Occasionally the narratives conduct metaphysical conversations with each other, as in “A Good Dry-Cleaner is Worth a Story”, which describes a road accident that has been alluded to (as a dream) in another piece. This means that though Chakraborti’s prose is consistently direct and elegant, these stories are elliptical, sometimes claustrophobic, and demand a reader's full concentration. (They didn’t all work for me: my attention drifted during passages of “Down to Experience: A Novella”, a rambling tale set in late 1940s Europe, involving people caught between groups and ideologies, unsure what side they or their friends are on, or if sides even exist.) However, once you acquire a taste for this writer’s very particular universe – with its glimpses of the inner spaces of people confounded by delays, detours, bad luck and unreadable signs – it is very hard to leave it.


  1. I read his first novel and liked it but didn't try to find his other work. Funnily, I still have that Tehelka year-end issue with me - will read The Good Boy and see if I want to try out this collection.
    - Neelanjana

  2. Thanks for this post. Really Looking forward to this.

    I loved the first 3 novels, but specially the second novel - Derangements (Alternate chapters Inspired by Hard boiled wonderland I believe).

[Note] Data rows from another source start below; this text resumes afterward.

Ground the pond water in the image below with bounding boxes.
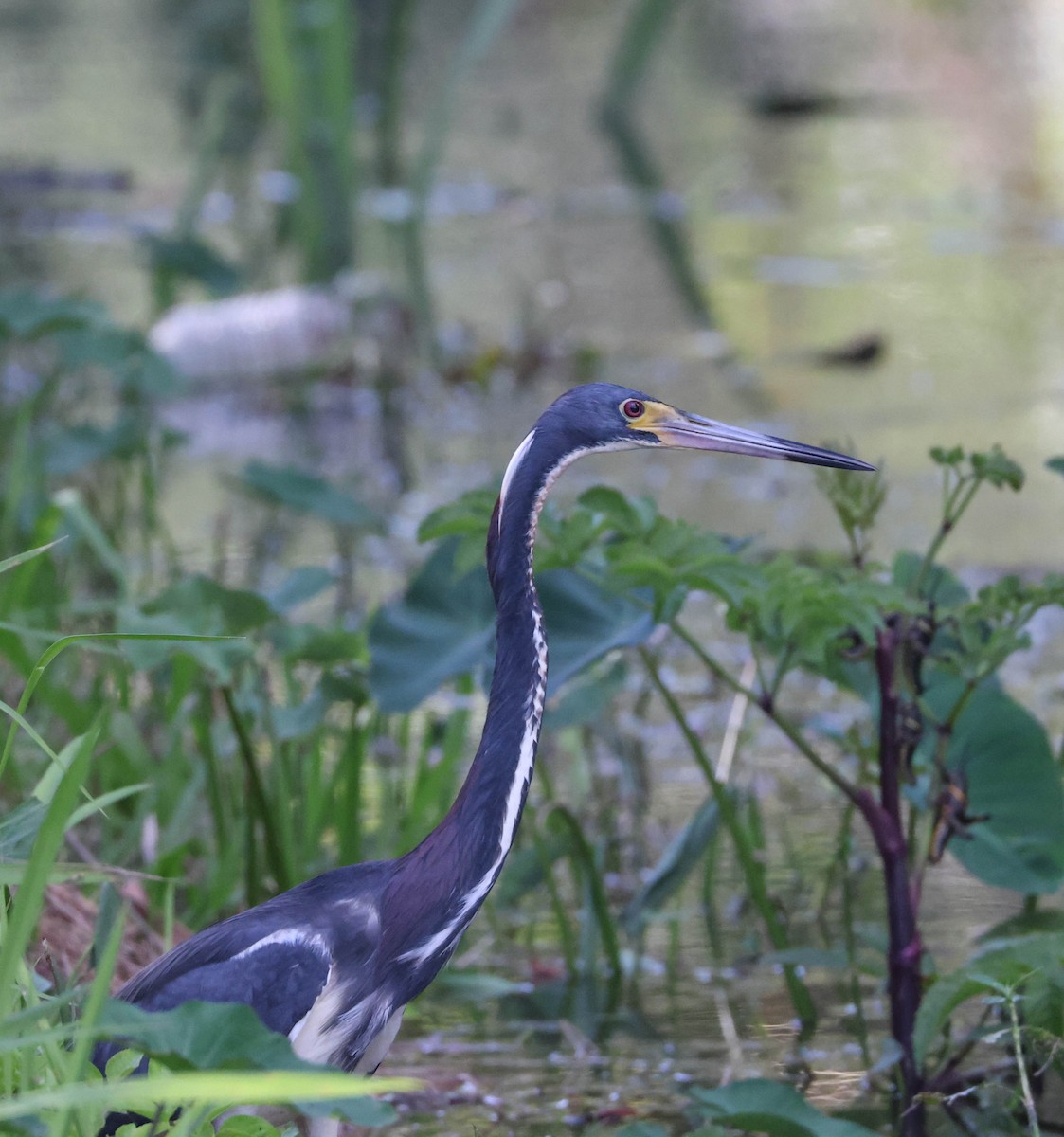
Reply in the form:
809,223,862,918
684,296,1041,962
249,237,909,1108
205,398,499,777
0,0,1064,1135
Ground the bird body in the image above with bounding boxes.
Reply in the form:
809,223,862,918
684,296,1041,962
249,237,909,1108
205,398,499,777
96,383,871,1128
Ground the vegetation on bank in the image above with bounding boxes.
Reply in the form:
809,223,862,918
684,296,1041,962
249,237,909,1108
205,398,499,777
0,291,1064,1137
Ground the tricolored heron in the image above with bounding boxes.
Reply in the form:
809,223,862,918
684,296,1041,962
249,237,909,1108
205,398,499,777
97,383,872,1132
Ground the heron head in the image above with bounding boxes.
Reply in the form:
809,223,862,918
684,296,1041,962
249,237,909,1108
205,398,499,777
536,383,875,470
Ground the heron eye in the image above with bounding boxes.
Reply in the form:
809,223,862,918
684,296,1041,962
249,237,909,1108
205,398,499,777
621,399,647,420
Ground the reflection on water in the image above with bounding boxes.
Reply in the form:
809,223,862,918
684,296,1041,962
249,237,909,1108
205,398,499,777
0,0,1064,565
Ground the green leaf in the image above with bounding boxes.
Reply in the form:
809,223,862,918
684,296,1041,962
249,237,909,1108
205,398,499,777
759,948,849,971
912,932,1064,1062
621,797,721,936
0,798,47,860
0,536,66,577
98,999,314,1070
971,445,1024,494
0,1067,408,1125
927,676,1064,893
417,487,499,545
41,414,144,478
217,1113,280,1137
890,551,971,607
143,233,241,297
370,538,495,711
370,538,654,711
0,289,102,340
266,565,335,614
536,568,654,693
143,575,273,636
691,1078,875,1137
241,461,380,529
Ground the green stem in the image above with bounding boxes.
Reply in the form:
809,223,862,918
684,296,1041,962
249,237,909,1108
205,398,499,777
909,478,983,596
1005,995,1041,1137
639,647,816,1039
668,620,860,806
222,686,295,892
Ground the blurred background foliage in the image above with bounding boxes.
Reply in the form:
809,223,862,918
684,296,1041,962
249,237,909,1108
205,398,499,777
0,0,1064,1137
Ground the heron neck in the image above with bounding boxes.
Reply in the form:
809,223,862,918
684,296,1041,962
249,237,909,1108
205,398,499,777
454,461,549,845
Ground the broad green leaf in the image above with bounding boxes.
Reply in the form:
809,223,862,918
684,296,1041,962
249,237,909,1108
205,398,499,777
417,487,499,546
98,1000,314,1070
241,461,380,529
370,538,654,711
691,1078,875,1137
370,538,495,711
537,568,654,693
143,575,273,636
927,677,1064,893
759,948,849,971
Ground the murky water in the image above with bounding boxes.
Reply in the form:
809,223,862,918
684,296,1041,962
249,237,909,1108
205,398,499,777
0,0,1064,1133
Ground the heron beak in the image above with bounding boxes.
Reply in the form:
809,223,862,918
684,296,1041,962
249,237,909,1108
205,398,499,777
638,407,875,470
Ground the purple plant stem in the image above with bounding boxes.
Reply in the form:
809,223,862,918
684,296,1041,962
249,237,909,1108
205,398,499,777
857,624,926,1137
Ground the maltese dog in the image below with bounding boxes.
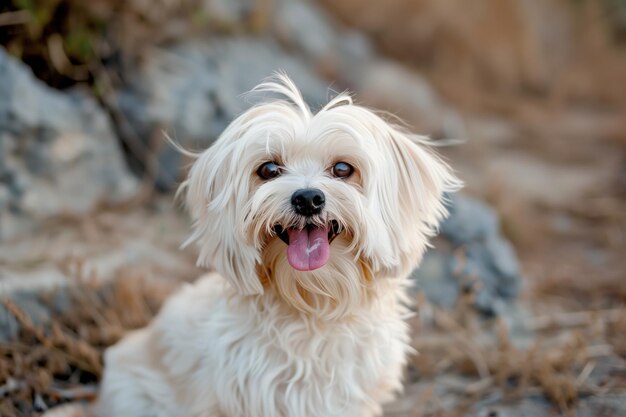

    I am happy to see the short story from Tehelka getting published as well. Again, a subtle and distinct story yet having distinct tones of childhood relationship between the main protagonist and the suicide victim (unless I am over interpreting).

    In the third and fourth book, I saw a distinct change in writing style with more linear and simplistic plots and single theme (Example - the theme of not being tied down to every day life in Balloonists). I hope the collection of stories in this one once again marks a return to the nightmarish quality of the first 2 novels with multiple themes.

  3. Sid: Mumbai Rollercoaster was a Young Adults book - Rajorshi's first - so I don't think one should expect it to be similar in tone and complexity to the first two books. (I was a bit thrown off at first while reading it, but I came to appreciate it eventually.)

  4. Thanks for reviewing this, it sounds like a very readable book. I liked the excerpts posted on amazon etc enough to want a copy.. Is the book available yet in print form ?

  5. Anon: yes, the book is out - Rajorshi's website (which I've linked to in the post) has a link to where you can buy it from.